Every so often there is a book of poems that is just damned entertaining. Leontia Flynn’s These Days was one of those, an amazingly rare thing, a poet who sounded like someone you might want to hang out with. I get disheartened sometimes – and I’m happy to blame my extended silences on this blog at least in part on this – by the number of poetry books that come packaged without a heart; or come with the understanding that now it is business time and we must pretend that having a sense of humour is somehow incidental to the human experience. Lest our funding be revoked if it seems like we’re having too much fun. Lest our humourless peers find us wanting.
As my granny often said in such instructional moments of revelation, cmere til I tell ye.
Poetry does not matter.
Feeding hungry people matters. Providing good educations, good living conditions and the possibility of ending one’s life in a better state than how one began it; these are what we, the privileged, should be serious about. Writing a book of straight-faced investigations into one’s personal dream-life is a frivolity that should be treated as such – with your tongue so far in your cheek it’s almost impossible to speak. Out of these conditions come some great poetry. We don’t live in the world of Eliot, or Yeats, or Auden, or MacNeice, where we could have some hope or expectation of being anywhere near a notional centre of the art, of being the voice of poetry. Yeat’s gyre is dissipated, Eliot’s tower is abolie, we are all an authoritative voice, and we need to listen to each other and quit pretending we’re living in the out-of-town-campus called Poetry. Poetry needs to learn the lessons of the podcast or die. No one in Yeats’ era read poetry the way they did a century previously – remember there is a scant seventy years between “Ode Upon a Grecian Urn” and The Wanderings of Oisin – and no one should seriously consider writing like Eliot, a man ninety years since his heyday, and yet here we are.

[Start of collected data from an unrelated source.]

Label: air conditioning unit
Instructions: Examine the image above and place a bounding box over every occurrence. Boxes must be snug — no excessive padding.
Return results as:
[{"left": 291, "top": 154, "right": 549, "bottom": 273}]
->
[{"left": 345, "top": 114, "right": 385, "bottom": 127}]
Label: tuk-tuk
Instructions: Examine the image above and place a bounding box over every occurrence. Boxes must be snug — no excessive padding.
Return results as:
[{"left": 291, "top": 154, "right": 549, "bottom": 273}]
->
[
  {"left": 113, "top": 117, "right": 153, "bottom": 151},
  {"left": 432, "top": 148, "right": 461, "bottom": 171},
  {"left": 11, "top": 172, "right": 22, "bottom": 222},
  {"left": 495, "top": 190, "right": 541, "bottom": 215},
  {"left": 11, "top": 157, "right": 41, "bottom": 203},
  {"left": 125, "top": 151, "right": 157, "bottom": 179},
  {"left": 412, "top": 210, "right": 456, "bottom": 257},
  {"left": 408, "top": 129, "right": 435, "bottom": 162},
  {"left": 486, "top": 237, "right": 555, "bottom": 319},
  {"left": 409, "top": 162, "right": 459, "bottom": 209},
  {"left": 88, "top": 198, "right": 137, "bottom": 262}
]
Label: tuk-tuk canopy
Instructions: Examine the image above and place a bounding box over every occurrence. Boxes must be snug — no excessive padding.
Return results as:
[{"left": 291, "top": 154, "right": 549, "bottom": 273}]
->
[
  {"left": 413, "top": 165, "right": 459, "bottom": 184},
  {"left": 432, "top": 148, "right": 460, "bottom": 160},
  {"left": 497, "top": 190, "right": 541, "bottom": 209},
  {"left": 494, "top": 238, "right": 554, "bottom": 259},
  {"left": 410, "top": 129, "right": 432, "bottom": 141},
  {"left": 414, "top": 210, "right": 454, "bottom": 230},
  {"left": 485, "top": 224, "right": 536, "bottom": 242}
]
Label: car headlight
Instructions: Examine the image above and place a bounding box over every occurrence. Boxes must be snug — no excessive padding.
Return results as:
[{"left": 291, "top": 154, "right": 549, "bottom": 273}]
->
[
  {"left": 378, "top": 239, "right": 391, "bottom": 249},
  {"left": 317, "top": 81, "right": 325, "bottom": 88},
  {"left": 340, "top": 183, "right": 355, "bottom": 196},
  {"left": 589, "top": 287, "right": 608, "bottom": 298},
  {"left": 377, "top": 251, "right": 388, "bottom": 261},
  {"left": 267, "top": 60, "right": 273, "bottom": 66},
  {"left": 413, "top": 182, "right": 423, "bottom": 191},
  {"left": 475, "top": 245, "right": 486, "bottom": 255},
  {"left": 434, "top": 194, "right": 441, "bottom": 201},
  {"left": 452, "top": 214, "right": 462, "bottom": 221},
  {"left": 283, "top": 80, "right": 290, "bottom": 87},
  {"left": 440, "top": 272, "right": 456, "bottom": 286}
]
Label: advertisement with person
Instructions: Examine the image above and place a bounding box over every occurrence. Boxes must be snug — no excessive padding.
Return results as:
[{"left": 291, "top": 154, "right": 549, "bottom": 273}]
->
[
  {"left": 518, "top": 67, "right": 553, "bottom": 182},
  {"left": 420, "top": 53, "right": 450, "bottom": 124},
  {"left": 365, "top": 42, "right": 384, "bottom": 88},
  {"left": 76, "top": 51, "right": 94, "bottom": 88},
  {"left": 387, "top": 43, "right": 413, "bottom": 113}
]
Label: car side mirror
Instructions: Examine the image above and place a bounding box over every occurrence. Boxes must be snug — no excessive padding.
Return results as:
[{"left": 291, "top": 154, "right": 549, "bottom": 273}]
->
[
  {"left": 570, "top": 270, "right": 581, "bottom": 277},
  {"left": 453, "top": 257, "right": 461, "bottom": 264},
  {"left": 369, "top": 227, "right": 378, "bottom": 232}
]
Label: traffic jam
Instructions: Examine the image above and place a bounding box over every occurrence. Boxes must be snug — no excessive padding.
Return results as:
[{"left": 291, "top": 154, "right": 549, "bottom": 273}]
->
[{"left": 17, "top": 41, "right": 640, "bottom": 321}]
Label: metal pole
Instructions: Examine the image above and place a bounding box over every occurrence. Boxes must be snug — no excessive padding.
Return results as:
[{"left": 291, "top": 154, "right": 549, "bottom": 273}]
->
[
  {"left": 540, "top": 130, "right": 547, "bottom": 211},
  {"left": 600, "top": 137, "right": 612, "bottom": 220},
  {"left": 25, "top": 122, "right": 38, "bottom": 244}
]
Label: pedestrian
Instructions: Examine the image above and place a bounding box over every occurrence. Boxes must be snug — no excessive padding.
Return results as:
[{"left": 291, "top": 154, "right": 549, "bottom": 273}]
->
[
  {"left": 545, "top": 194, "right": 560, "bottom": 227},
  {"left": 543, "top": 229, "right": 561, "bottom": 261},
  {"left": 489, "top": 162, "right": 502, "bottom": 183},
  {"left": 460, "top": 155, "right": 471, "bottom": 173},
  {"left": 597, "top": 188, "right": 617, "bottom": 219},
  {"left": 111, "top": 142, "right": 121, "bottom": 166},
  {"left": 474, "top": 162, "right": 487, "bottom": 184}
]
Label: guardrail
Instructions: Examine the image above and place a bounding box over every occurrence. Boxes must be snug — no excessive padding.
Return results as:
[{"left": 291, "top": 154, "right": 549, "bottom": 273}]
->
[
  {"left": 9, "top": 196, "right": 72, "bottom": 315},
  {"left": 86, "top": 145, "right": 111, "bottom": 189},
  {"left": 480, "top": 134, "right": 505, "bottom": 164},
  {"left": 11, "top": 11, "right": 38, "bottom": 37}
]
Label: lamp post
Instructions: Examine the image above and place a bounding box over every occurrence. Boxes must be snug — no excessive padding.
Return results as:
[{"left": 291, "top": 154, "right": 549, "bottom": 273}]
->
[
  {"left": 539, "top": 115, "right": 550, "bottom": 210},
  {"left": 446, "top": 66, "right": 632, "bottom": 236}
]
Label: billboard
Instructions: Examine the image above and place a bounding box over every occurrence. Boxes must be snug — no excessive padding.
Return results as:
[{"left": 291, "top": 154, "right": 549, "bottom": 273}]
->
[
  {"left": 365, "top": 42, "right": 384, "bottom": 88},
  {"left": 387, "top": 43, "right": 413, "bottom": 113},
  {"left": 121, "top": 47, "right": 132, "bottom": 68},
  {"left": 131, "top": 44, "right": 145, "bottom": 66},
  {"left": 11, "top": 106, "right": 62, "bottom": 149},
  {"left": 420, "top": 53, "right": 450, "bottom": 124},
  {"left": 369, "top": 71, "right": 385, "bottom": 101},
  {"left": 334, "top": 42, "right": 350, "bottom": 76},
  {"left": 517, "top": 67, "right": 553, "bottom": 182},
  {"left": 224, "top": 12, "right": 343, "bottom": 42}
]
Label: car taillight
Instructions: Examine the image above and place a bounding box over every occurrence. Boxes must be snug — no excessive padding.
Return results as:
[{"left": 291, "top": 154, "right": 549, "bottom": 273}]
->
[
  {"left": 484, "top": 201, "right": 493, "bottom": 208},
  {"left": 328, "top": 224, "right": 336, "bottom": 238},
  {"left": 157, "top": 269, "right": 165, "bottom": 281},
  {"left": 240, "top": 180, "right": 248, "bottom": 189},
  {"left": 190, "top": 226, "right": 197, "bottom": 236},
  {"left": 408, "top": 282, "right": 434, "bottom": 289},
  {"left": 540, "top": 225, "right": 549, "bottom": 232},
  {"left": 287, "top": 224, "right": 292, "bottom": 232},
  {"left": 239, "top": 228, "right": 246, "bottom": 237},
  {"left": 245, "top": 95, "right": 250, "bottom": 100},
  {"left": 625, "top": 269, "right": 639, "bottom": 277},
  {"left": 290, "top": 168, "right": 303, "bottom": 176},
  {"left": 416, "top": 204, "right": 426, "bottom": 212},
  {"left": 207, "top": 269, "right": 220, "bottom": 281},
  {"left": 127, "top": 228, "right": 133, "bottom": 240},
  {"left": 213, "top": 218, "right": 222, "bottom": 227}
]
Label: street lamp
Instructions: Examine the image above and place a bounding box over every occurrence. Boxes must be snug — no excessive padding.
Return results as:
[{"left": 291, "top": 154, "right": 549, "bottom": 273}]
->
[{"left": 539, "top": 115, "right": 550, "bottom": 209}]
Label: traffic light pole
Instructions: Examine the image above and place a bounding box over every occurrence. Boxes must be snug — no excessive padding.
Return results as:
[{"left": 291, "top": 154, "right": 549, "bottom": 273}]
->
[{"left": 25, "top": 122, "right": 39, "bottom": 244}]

We can blame academia, for the most part. Flynn is the first writer of my reading acquaintance to internalise and develop the lessons of Liz Bishop, her capacity to make it seem effortless, her generous and funny observing eye. How hard is that?! Very hard of course. Many of us mortals depart this coil without ever learning it. So it goes. A sense of humour is a precious light in the darkness. Vendler can away and fuck.
Flynn’s revolutionary (nope, no one ever chucked out a government because of poetry, not even Yeats and his poxy pen), experimental (nope, poetry has never discovered anything we didn’t already know, just expressed it more elegantly and in the choir’s voice of our collective dreams) breakthrough (yes) is not Ashberry’s ever more introverted convolutions about which we might say metatextual as if no other book was the sum of every other book it was aware of, and the daily life from which each of those books sprang.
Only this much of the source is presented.